When redistributing into RIP, the default metric is infinity; except when redistributing a static (including a static default route defined using the ip route global command) or directly-connected network, in which the default metric is 1.

When redistributing routes into EIGRP, the default metric is infinity; except when redistributing a static or directly-connected route into EIGRP, the default metric is equal to the metric of the associated static route or directly-connected interface. A metric must specified to ensure that the routes are redistributed. The redistributed routes appeared as external EIGRP (D EX) routes in the routing table. External EIGRP routes have a higher administrative distance (170) than internal EIGRP routes (90); therefore internal EIGRP routes are preferred over external EIGRP routes.

When redistributing into OSPF, the default metric is 20 (except for BGP routes, which is 1), the default external metric type is E2, and subnets are not redistributed by default. It the subnets keyword is used. If this keyword were omitted, no subnets would be redistributed into the OSPF routing domain. Omitting this keyword is a common OSPF configuration error.

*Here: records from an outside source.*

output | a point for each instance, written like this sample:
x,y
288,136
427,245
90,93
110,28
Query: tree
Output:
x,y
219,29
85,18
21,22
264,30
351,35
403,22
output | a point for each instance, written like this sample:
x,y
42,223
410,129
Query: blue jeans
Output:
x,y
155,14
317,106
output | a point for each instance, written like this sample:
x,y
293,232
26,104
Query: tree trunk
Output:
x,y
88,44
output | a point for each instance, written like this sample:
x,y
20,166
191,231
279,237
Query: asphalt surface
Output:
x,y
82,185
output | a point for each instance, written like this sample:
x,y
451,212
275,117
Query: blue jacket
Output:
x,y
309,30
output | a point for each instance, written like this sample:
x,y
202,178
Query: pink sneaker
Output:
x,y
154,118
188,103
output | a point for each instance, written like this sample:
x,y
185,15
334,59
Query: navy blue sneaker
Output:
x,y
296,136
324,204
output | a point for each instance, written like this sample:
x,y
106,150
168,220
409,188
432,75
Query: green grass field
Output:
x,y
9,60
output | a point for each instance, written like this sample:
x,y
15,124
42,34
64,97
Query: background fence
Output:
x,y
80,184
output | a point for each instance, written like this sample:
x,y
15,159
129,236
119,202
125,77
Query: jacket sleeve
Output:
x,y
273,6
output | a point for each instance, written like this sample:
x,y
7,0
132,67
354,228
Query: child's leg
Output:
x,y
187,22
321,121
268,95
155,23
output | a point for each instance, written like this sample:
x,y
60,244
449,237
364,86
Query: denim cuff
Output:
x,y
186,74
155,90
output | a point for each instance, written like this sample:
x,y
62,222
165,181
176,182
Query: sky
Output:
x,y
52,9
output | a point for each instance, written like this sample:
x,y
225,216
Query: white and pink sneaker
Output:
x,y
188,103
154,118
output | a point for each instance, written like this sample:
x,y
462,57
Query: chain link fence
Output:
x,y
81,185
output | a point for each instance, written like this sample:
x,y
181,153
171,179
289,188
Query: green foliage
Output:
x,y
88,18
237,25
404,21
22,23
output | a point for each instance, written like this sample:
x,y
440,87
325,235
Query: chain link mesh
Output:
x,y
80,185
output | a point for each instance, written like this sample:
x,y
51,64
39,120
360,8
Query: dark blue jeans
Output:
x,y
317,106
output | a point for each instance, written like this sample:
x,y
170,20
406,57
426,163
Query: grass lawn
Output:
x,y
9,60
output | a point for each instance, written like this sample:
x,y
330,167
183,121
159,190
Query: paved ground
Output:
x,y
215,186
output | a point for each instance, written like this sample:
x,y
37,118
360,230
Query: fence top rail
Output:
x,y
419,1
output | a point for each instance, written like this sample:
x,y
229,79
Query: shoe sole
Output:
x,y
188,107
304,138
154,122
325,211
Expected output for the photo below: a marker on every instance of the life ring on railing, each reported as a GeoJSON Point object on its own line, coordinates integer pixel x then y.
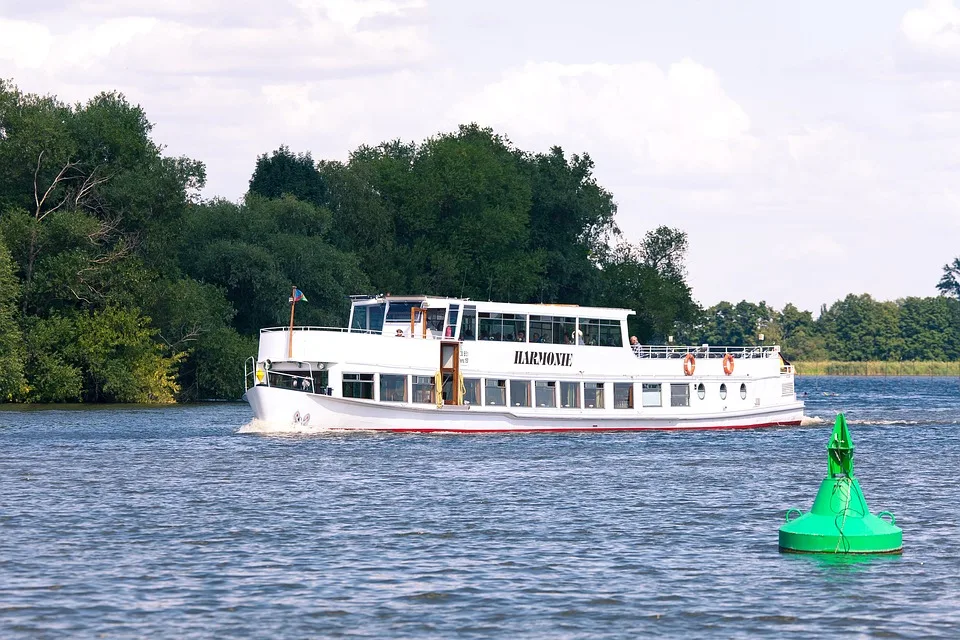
{"type": "Point", "coordinates": [728, 364]}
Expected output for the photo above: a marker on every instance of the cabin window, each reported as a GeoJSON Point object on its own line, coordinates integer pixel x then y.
{"type": "Point", "coordinates": [570, 395]}
{"type": "Point", "coordinates": [452, 321]}
{"type": "Point", "coordinates": [400, 311]}
{"type": "Point", "coordinates": [359, 320]}
{"type": "Point", "coordinates": [471, 391]}
{"type": "Point", "coordinates": [652, 395]}
{"type": "Point", "coordinates": [423, 389]}
{"type": "Point", "coordinates": [507, 327]}
{"type": "Point", "coordinates": [358, 385]}
{"type": "Point", "coordinates": [495, 392]}
{"type": "Point", "coordinates": [469, 330]}
{"type": "Point", "coordinates": [601, 332]}
{"type": "Point", "coordinates": [593, 395]}
{"type": "Point", "coordinates": [491, 326]}
{"type": "Point", "coordinates": [393, 388]}
{"type": "Point", "coordinates": [546, 393]}
{"type": "Point", "coordinates": [680, 395]}
{"type": "Point", "coordinates": [367, 317]}
{"type": "Point", "coordinates": [520, 393]}
{"type": "Point", "coordinates": [435, 318]}
{"type": "Point", "coordinates": [623, 395]}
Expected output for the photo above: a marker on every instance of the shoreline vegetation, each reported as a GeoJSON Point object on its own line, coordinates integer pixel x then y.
{"type": "Point", "coordinates": [877, 368]}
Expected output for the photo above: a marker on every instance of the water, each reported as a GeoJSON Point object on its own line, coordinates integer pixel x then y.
{"type": "Point", "coordinates": [138, 522]}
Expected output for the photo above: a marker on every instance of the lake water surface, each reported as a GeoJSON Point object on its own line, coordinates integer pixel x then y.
{"type": "Point", "coordinates": [164, 522]}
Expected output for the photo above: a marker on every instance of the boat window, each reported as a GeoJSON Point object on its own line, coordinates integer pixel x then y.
{"type": "Point", "coordinates": [520, 393]}
{"type": "Point", "coordinates": [358, 385]}
{"type": "Point", "coordinates": [623, 395]}
{"type": "Point", "coordinates": [393, 388]}
{"type": "Point", "coordinates": [359, 320]}
{"type": "Point", "coordinates": [651, 394]}
{"type": "Point", "coordinates": [541, 329]}
{"type": "Point", "coordinates": [423, 389]}
{"type": "Point", "coordinates": [593, 395]}
{"type": "Point", "coordinates": [509, 327]}
{"type": "Point", "coordinates": [495, 392]}
{"type": "Point", "coordinates": [570, 395]}
{"type": "Point", "coordinates": [400, 311]}
{"type": "Point", "coordinates": [680, 395]}
{"type": "Point", "coordinates": [367, 317]}
{"type": "Point", "coordinates": [452, 321]}
{"type": "Point", "coordinates": [471, 391]}
{"type": "Point", "coordinates": [601, 332]}
{"type": "Point", "coordinates": [435, 318]}
{"type": "Point", "coordinates": [491, 326]}
{"type": "Point", "coordinates": [469, 331]}
{"type": "Point", "coordinates": [546, 393]}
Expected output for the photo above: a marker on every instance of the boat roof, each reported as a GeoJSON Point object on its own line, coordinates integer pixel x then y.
{"type": "Point", "coordinates": [545, 309]}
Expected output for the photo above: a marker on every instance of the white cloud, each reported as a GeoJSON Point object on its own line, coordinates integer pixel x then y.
{"type": "Point", "coordinates": [677, 120]}
{"type": "Point", "coordinates": [934, 28]}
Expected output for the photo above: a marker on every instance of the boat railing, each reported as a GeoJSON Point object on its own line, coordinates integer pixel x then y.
{"type": "Point", "coordinates": [334, 329]}
{"type": "Point", "coordinates": [703, 351]}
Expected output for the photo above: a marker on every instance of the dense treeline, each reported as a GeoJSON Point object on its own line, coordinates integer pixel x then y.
{"type": "Point", "coordinates": [119, 284]}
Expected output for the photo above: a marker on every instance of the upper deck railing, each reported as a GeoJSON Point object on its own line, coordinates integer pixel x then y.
{"type": "Point", "coordinates": [703, 351]}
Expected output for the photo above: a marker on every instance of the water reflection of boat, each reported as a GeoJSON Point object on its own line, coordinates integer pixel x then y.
{"type": "Point", "coordinates": [446, 364]}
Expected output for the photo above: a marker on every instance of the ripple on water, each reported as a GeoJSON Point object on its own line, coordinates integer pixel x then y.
{"type": "Point", "coordinates": [163, 522]}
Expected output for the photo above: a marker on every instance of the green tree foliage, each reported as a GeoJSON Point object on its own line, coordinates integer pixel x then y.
{"type": "Point", "coordinates": [284, 173]}
{"type": "Point", "coordinates": [949, 284]}
{"type": "Point", "coordinates": [650, 278]}
{"type": "Point", "coordinates": [861, 328]}
{"type": "Point", "coordinates": [12, 381]}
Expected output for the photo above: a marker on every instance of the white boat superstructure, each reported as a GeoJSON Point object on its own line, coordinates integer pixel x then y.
{"type": "Point", "coordinates": [418, 363]}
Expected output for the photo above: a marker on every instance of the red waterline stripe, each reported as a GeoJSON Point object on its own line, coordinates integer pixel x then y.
{"type": "Point", "coordinates": [792, 423]}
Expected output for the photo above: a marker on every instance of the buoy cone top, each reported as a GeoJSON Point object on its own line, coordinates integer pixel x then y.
{"type": "Point", "coordinates": [840, 521]}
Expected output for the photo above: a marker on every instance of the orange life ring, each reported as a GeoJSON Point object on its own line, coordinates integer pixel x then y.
{"type": "Point", "coordinates": [728, 364]}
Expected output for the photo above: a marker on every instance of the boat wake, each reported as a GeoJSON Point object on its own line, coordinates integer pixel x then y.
{"type": "Point", "coordinates": [266, 427]}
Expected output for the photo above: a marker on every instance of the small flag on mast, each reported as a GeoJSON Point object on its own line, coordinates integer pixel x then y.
{"type": "Point", "coordinates": [298, 296]}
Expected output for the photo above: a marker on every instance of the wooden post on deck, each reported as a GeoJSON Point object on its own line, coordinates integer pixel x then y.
{"type": "Point", "coordinates": [293, 303]}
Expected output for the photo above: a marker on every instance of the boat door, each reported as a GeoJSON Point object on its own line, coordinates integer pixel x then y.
{"type": "Point", "coordinates": [450, 372]}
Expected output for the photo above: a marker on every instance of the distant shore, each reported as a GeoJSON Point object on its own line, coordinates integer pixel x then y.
{"type": "Point", "coordinates": [877, 368]}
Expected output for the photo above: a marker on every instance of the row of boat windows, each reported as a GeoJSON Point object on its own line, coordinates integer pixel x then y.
{"type": "Point", "coordinates": [514, 327]}
{"type": "Point", "coordinates": [523, 393]}
{"type": "Point", "coordinates": [499, 327]}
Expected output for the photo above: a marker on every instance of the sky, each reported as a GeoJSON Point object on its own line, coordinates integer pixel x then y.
{"type": "Point", "coordinates": [809, 150]}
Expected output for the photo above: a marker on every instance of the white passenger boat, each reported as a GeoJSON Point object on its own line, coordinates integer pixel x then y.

External routes are introduced into IS-IS as Level 2 with a metric of 0 by default.
When redistributing IS-IS routes into other routing protocols, options are available to include L1, L2, or both L1 and L2 routes. If no level is specified, all routes are being redistributed.
Router(config)#router ospf 100
Router(config-router)#redistribute isis ?
  WORD         ISO routing area tag
  level-1      IS-IS level-1 routes only
  level-1-2    IS-IS level-1 and level-2 routes
  level-2      IS-IS level-2 routes only
--- output omitted ---

The default-metric {metric-value | {bandwidth delay reliability loading mtu}} router subcommand specifies the default metric that applied upon all the redistributed routes. Using this command eliminates the need to define metrics separately for each redistribution.

The metric parameter in the redistribute router subcommand can set a different default metric for each routing protocol that is being redistributed. The metric value configured in such way overrides the value specified in the default-metric command for a particular routing protocol.

The passive-interface {type num | default} router subcommand prevents routing updates for a routing protocol from being sent out a router interface, but still receives routing updates on that interface (RIP and IGRP); and prevents Hello packets from being sent out a router interface, therefore do not establish unwanted neighbor relationship with other routers (EIGRP and OSPF).

The default keyword set all router interfaces for as passive interfaces a routing protocol. The passive-interface default router subcommand is often implemented in distribution routers in Internet service providers and large enterprise networks, which have more than 100 interfaces. Prior to the introduction of the Default Passive Interface feature in Cisco IOS Release 12.0, network administrators would enable the routing protocol on all interfaces and then manually define the interfaces that did not require adjacency using many passive-interface commands. The passive-interface default command is now available to set all interfaces to passive, followed by enable interfaces that require adjacencies using the no passive-interface {intf-type intf-num} command.